I am currently working on creating a voice bot, where entities are extracted after transcription using STT models(have tried various models in agent settings - phone call, default, video etc). The STT is the most important piece of the puzzle.
I wanted to explore the other open source STT API like AssemblyAI/Deepgram which can be done if can get recording URL specific to the user input.
Is there a way to get the URL in the same page of the flow?
Hi @ritikUber,
Welcome to the community and we appreciate you reaching out for help.
There is no specific guide for your use case, however, there is a possible way through Google Cloud Storage URI but it comes with certain limitations. GCS URI only records and saves the Dialogflow response audio, you can check the Speech and IVR settings documentation for more details.
You can also look into the Telephony integrations, there are features that allows recording of end-user queries but please do note that such audio queries are converted to text before it is sent to Dialogflow.

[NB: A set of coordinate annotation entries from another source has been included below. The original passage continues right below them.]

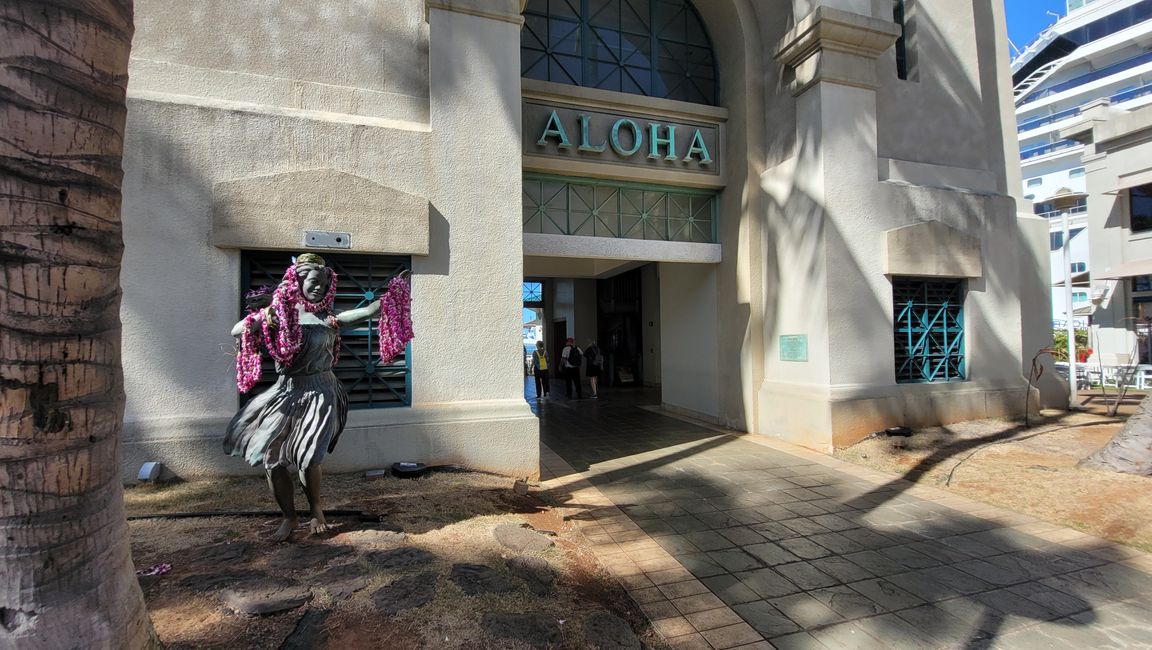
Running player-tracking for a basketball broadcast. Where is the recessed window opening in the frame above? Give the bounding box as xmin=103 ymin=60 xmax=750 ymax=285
xmin=1128 ymin=183 xmax=1152 ymax=233
xmin=240 ymin=250 xmax=411 ymax=409
xmin=521 ymin=0 xmax=718 ymax=105
xmin=892 ymin=0 xmax=918 ymax=81
xmin=892 ymin=278 xmax=968 ymax=384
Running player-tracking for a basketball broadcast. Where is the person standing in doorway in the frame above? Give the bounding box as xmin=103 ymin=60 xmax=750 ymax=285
xmin=584 ymin=341 xmax=604 ymax=400
xmin=532 ymin=341 xmax=550 ymax=400
xmin=560 ymin=337 xmax=584 ymax=400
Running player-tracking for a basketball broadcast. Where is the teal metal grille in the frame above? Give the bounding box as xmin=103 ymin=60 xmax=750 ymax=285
xmin=524 ymin=174 xmax=718 ymax=243
xmin=892 ymin=278 xmax=967 ymax=384
xmin=241 ymin=250 xmax=411 ymax=408
xmin=521 ymin=282 xmax=544 ymax=307
xmin=521 ymin=0 xmax=717 ymax=105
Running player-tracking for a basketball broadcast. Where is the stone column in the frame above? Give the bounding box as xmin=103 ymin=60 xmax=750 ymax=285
xmin=760 ymin=6 xmax=900 ymax=451
xmin=419 ymin=0 xmax=539 ymax=475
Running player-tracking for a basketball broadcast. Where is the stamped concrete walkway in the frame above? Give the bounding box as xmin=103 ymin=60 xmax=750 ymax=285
xmin=538 ymin=396 xmax=1152 ymax=650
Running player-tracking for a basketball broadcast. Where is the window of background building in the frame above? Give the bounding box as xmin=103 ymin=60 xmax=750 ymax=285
xmin=1128 ymin=183 xmax=1152 ymax=233
xmin=240 ymin=250 xmax=411 ymax=408
xmin=1048 ymin=228 xmax=1084 ymax=250
xmin=521 ymin=0 xmax=717 ymax=105
xmin=892 ymin=278 xmax=968 ymax=384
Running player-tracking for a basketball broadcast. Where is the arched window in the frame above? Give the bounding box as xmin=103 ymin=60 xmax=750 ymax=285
xmin=520 ymin=0 xmax=717 ymax=105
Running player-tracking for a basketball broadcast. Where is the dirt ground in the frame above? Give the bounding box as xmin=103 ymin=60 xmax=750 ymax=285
xmin=836 ymin=395 xmax=1152 ymax=552
xmin=126 ymin=471 xmax=665 ymax=650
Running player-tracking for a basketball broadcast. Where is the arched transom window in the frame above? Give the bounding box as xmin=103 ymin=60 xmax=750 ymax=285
xmin=520 ymin=0 xmax=717 ymax=105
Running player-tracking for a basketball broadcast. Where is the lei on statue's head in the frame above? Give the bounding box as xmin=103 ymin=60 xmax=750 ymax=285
xmin=236 ymin=252 xmax=340 ymax=393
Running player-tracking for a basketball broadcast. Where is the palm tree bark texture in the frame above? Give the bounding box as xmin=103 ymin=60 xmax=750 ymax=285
xmin=0 ymin=0 xmax=159 ymax=649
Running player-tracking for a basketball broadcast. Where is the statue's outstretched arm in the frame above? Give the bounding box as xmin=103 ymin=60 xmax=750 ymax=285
xmin=232 ymin=308 xmax=276 ymax=337
xmin=336 ymin=300 xmax=380 ymax=325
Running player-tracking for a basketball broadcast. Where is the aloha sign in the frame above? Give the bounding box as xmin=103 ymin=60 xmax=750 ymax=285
xmin=523 ymin=100 xmax=720 ymax=174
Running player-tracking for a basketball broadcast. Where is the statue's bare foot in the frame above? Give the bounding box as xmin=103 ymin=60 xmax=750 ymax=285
xmin=272 ymin=517 xmax=296 ymax=544
xmin=308 ymin=514 xmax=329 ymax=535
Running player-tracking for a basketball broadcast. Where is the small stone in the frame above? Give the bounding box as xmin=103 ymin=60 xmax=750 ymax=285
xmin=268 ymin=543 xmax=355 ymax=570
xmin=372 ymin=572 xmax=435 ymax=617
xmin=220 ymin=577 xmax=312 ymax=614
xmin=508 ymin=555 xmax=556 ymax=596
xmin=338 ymin=530 xmax=408 ymax=546
xmin=364 ymin=546 xmax=435 ymax=568
xmin=176 ymin=570 xmax=267 ymax=591
xmin=492 ymin=523 xmax=553 ymax=553
xmin=279 ymin=610 xmax=331 ymax=650
xmin=480 ymin=613 xmax=560 ymax=648
xmin=450 ymin=565 xmax=516 ymax=596
xmin=584 ymin=612 xmax=641 ymax=650
xmin=313 ymin=565 xmax=369 ymax=600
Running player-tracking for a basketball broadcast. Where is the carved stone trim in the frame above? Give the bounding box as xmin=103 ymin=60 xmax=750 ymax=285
xmin=209 ymin=169 xmax=430 ymax=255
xmin=425 ymin=0 xmax=524 ymax=25
xmin=774 ymin=6 xmax=900 ymax=95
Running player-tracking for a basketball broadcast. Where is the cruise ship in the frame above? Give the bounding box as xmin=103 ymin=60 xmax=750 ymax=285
xmin=1011 ymin=0 xmax=1152 ymax=327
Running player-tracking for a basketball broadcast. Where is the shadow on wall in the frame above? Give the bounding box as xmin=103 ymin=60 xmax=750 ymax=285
xmin=760 ymin=2 xmax=1049 ymax=435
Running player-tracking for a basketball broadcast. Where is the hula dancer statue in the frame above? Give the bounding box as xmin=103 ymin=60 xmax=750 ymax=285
xmin=223 ymin=254 xmax=412 ymax=542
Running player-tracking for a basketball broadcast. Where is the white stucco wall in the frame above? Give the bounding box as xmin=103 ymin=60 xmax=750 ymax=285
xmin=659 ymin=263 xmax=720 ymax=421
xmin=122 ymin=0 xmax=538 ymax=476
xmin=641 ymin=264 xmax=661 ymax=386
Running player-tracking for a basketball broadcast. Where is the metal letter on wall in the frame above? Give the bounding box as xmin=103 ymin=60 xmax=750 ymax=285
xmin=522 ymin=99 xmax=721 ymax=176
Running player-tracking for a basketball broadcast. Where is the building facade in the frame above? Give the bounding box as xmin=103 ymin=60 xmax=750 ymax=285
xmin=122 ymin=0 xmax=1048 ymax=475
xmin=1061 ymin=99 xmax=1152 ymax=364
xmin=1011 ymin=0 xmax=1152 ymax=327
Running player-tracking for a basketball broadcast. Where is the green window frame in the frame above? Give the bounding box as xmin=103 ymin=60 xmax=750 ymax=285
xmin=240 ymin=250 xmax=412 ymax=409
xmin=523 ymin=174 xmax=719 ymax=243
xmin=520 ymin=0 xmax=718 ymax=105
xmin=892 ymin=278 xmax=968 ymax=384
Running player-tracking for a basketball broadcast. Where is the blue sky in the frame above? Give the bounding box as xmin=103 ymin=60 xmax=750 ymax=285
xmin=1005 ymin=0 xmax=1067 ymax=56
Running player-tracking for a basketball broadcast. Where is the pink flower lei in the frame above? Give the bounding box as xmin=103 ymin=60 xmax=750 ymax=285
xmin=236 ymin=264 xmax=340 ymax=393
xmin=378 ymin=275 xmax=414 ymax=363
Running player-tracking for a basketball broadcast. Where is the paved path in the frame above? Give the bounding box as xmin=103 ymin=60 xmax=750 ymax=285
xmin=538 ymin=396 xmax=1152 ymax=650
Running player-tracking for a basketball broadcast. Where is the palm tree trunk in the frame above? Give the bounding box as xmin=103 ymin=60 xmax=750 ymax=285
xmin=0 ymin=0 xmax=158 ymax=649
xmin=1079 ymin=393 xmax=1152 ymax=476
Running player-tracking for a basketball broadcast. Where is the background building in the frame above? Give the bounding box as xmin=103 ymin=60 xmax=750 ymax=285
xmin=1011 ymin=0 xmax=1152 ymax=327
xmin=114 ymin=0 xmax=1048 ymax=475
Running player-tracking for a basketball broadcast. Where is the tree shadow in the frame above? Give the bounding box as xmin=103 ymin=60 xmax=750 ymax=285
xmin=532 ymin=405 xmax=1152 ymax=648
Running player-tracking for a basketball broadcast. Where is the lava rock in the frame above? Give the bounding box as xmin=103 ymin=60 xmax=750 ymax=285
xmin=313 ymin=565 xmax=369 ymax=600
xmin=508 ymin=555 xmax=556 ymax=596
xmin=480 ymin=613 xmax=560 ymax=648
xmin=492 ymin=523 xmax=553 ymax=553
xmin=181 ymin=542 xmax=252 ymax=568
xmin=372 ymin=572 xmax=437 ymax=617
xmin=220 ymin=577 xmax=312 ymax=614
xmin=364 ymin=546 xmax=435 ymax=568
xmin=176 ymin=570 xmax=268 ymax=591
xmin=584 ymin=612 xmax=641 ymax=650
xmin=450 ymin=565 xmax=516 ymax=596
xmin=279 ymin=610 xmax=332 ymax=650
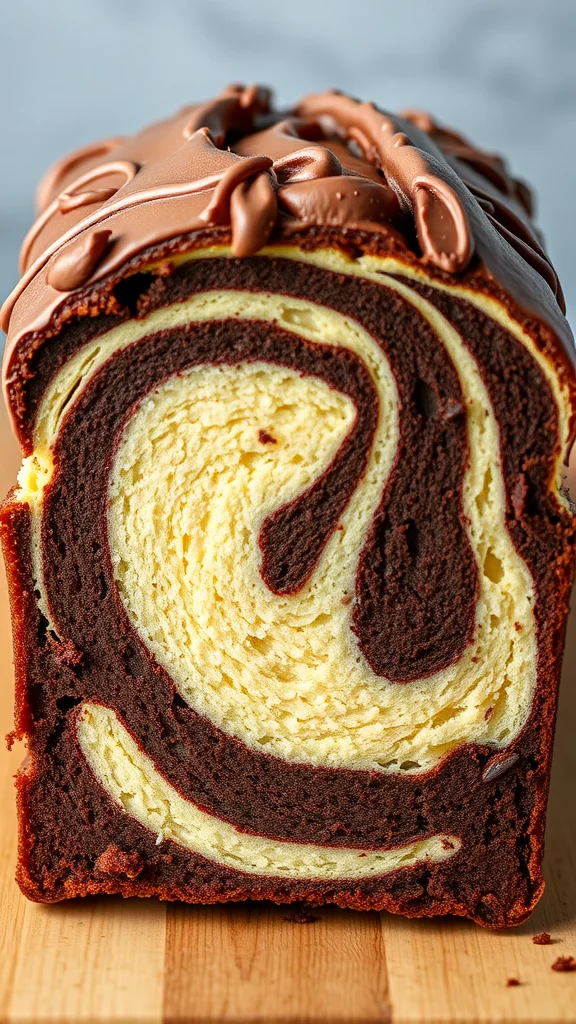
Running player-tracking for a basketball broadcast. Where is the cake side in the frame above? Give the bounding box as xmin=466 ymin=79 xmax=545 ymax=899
xmin=2 ymin=88 xmax=573 ymax=927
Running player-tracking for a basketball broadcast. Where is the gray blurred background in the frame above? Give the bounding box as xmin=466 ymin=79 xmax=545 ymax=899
xmin=0 ymin=0 xmax=576 ymax=324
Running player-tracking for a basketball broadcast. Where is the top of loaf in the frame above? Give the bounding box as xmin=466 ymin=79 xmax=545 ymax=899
xmin=2 ymin=85 xmax=573 ymax=367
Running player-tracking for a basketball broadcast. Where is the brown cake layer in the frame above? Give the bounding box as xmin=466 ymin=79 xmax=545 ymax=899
xmin=4 ymin=251 xmax=571 ymax=926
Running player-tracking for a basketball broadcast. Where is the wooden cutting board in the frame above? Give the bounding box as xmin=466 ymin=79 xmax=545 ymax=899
xmin=0 ymin=401 xmax=576 ymax=1024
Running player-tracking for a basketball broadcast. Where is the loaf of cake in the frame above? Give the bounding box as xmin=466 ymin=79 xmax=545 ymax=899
xmin=1 ymin=86 xmax=576 ymax=928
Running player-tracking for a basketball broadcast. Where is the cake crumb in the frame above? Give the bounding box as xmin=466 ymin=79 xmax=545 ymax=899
xmin=552 ymin=956 xmax=576 ymax=972
xmin=94 ymin=843 xmax=143 ymax=879
xmin=258 ymin=430 xmax=278 ymax=444
xmin=4 ymin=729 xmax=18 ymax=751
xmin=282 ymin=904 xmax=320 ymax=925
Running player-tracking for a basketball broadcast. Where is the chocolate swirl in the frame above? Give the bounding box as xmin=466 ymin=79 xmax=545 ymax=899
xmin=8 ymin=243 xmax=563 ymax=923
xmin=3 ymin=86 xmax=573 ymax=401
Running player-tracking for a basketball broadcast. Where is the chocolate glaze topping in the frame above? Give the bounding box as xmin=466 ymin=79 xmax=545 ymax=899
xmin=2 ymin=85 xmax=573 ymax=382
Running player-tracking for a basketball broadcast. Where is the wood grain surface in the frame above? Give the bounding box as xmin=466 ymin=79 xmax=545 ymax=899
xmin=0 ymin=401 xmax=576 ymax=1024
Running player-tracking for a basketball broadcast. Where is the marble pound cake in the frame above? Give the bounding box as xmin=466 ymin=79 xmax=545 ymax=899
xmin=1 ymin=86 xmax=576 ymax=927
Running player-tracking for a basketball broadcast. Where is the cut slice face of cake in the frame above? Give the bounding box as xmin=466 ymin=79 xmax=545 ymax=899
xmin=1 ymin=86 xmax=576 ymax=928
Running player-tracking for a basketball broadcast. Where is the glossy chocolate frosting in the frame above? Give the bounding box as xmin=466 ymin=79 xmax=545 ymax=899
xmin=2 ymin=85 xmax=573 ymax=382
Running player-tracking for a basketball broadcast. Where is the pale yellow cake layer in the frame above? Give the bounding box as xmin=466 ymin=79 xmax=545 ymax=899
xmin=77 ymin=703 xmax=462 ymax=881
xmin=15 ymin=266 xmax=535 ymax=772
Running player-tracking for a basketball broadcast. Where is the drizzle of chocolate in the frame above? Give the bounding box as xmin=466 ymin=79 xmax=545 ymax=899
xmin=2 ymin=85 xmax=573 ymax=391
xmin=47 ymin=228 xmax=112 ymax=292
xmin=297 ymin=92 xmax=474 ymax=273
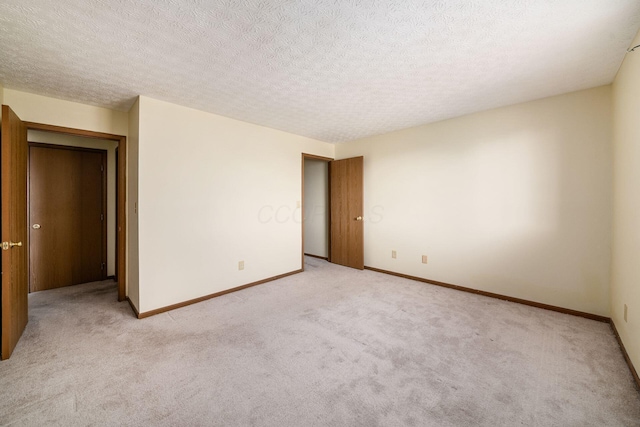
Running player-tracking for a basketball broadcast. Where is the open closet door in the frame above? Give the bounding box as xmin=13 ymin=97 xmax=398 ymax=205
xmin=329 ymin=157 xmax=364 ymax=270
xmin=0 ymin=105 xmax=29 ymax=360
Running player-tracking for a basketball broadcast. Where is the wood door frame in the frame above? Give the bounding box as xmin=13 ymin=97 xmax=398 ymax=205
xmin=24 ymin=122 xmax=127 ymax=301
xmin=27 ymin=143 xmax=109 ymax=292
xmin=300 ymin=153 xmax=335 ymax=271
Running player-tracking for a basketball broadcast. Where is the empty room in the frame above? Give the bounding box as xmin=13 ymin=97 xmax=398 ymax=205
xmin=0 ymin=0 xmax=640 ymax=426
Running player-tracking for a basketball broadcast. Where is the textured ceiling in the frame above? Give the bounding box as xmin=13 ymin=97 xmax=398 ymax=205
xmin=0 ymin=0 xmax=640 ymax=142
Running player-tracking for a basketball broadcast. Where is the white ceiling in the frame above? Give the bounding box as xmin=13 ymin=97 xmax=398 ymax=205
xmin=0 ymin=0 xmax=640 ymax=142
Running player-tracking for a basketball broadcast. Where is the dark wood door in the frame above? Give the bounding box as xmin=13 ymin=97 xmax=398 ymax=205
xmin=0 ymin=105 xmax=29 ymax=360
xmin=329 ymin=157 xmax=364 ymax=270
xmin=29 ymin=144 xmax=106 ymax=292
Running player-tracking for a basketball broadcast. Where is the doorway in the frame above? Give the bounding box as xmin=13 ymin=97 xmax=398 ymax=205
xmin=303 ymin=157 xmax=330 ymax=260
xmin=27 ymin=142 xmax=108 ymax=292
xmin=25 ymin=122 xmax=127 ymax=301
xmin=301 ymin=153 xmax=364 ymax=270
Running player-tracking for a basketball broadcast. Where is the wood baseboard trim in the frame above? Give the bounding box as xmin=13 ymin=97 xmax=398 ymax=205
xmin=364 ymin=266 xmax=611 ymax=323
xmin=609 ymin=319 xmax=640 ymax=392
xmin=304 ymin=254 xmax=329 ymax=261
xmin=126 ymin=297 xmax=140 ymax=319
xmin=134 ymin=269 xmax=303 ymax=319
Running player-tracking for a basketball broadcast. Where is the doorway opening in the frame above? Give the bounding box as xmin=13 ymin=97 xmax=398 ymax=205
xmin=300 ymin=153 xmax=365 ymax=270
xmin=301 ymin=154 xmax=333 ymax=270
xmin=25 ymin=122 xmax=126 ymax=301
xmin=27 ymin=139 xmax=110 ymax=292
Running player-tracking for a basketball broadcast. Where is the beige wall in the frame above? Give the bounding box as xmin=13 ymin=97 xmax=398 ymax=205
xmin=28 ymin=130 xmax=118 ymax=276
xmin=611 ymin=34 xmax=640 ymax=370
xmin=4 ymin=89 xmax=128 ymax=136
xmin=336 ymin=86 xmax=612 ymax=316
xmin=126 ymin=99 xmax=140 ymax=311
xmin=138 ymin=97 xmax=334 ymax=312
xmin=304 ymin=159 xmax=329 ymax=257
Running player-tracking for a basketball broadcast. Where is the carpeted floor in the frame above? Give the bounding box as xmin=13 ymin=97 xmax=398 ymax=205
xmin=0 ymin=258 xmax=640 ymax=427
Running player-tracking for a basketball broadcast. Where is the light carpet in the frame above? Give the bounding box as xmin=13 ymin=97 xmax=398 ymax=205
xmin=0 ymin=258 xmax=640 ymax=427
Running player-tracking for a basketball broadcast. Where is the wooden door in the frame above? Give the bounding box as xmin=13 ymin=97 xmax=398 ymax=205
xmin=0 ymin=105 xmax=29 ymax=360
xmin=29 ymin=144 xmax=106 ymax=292
xmin=329 ymin=157 xmax=364 ymax=270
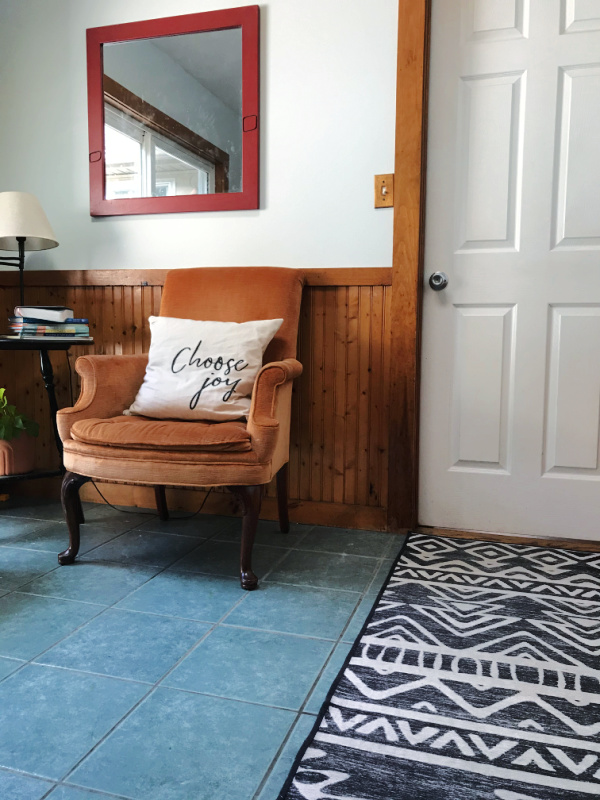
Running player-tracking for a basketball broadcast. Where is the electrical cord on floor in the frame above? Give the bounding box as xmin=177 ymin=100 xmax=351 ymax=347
xmin=90 ymin=479 xmax=214 ymax=522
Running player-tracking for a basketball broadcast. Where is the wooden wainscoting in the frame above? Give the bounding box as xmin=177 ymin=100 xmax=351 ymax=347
xmin=0 ymin=268 xmax=391 ymax=530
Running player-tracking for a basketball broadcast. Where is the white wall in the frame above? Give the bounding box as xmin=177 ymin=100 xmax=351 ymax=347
xmin=0 ymin=0 xmax=398 ymax=269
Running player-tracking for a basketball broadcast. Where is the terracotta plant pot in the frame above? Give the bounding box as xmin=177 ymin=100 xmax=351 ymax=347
xmin=0 ymin=433 xmax=35 ymax=475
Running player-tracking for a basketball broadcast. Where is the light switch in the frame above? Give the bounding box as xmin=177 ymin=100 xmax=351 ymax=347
xmin=375 ymin=174 xmax=394 ymax=208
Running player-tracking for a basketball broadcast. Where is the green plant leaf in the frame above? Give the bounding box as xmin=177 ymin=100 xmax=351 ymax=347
xmin=0 ymin=389 xmax=40 ymax=442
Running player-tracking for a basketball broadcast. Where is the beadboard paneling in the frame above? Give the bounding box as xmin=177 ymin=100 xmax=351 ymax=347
xmin=0 ymin=269 xmax=391 ymax=529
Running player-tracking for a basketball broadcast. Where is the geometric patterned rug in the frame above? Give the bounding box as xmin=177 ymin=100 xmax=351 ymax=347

Here are some other related resources that can be of help:
Hi @lsolatorio
Thanks for your response!
Could you pleases share more insights on STT models used - Does Dialogflow CX use streaming API or does it perform similar to using the pre-recorded audio with models.
Furthermore, do we have any numbers on benchmark of Dialogflow CX STT( with auto speech adaptation) against any other sources - OpenAI Whisper etc.
Additionally, will the results from Dialogflow CX particular model(giving user voice input) be similar to offline transcription using API call(passing the recorded user input in mp3 file) with the same model?